The Atlanta Journal-Constitution reports that Schumer announced this past Wednesday that he plans on putting legislation before Congress next week that would ban cadmium in children's products. He was quoted by the Atlanta Journal-Constitution as saying that he wanted to "put an end to the use of cadmium in our children's jewelry and toys once and for all ... whether it's made here or China or anywhere else. It will just stop it cold."

The senator is concerned because cadmium is a metal that is known to be a carcinogen and to cause developmental problems for younger children. It can also cause kidney failure and weaken bones. As we wrote in our Injured Blog post, Bruce A. Fowler, a cadmium specialist and toxicologist with the U.S. Centers for Disease Control and Prevention said: "There's nothing positive that you can say about this metal.

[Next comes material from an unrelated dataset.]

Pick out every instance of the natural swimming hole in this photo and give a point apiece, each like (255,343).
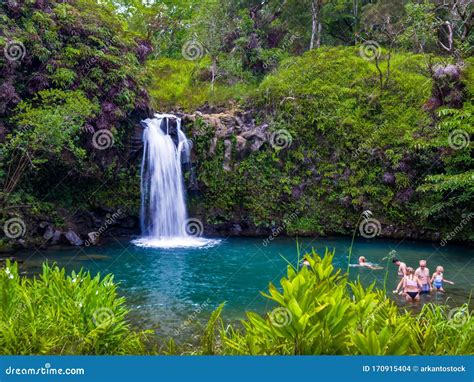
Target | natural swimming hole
(173,291)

It's a poison."

As a result of this knowledge coupled with knowledge that it is present in high doses in children's products, the senator wants an immediate cadmium ban. He told reporters outside a store in Rochester, NY: "It is just despicable that a manufacturer anywhere, in this case in China, would use something that's known to be poisonous to children and put it in children's jewelry to save a few bucks."  

The law would echo a similar law passed in 2008 banning the use of lead in children's products back in 2008. Other senators support Sen. Schumer's sentiments, but wonder if there is another way for a cadmium ban besides legislation. The Atlanta Journal-Constitution reports that Sen. Amy Klobuchar (Dem-MN) wants to see if this can be handled directly by the Consumer Product Safety Commission which has the authority to enforce safety under the Federal Hazardous Substances Act.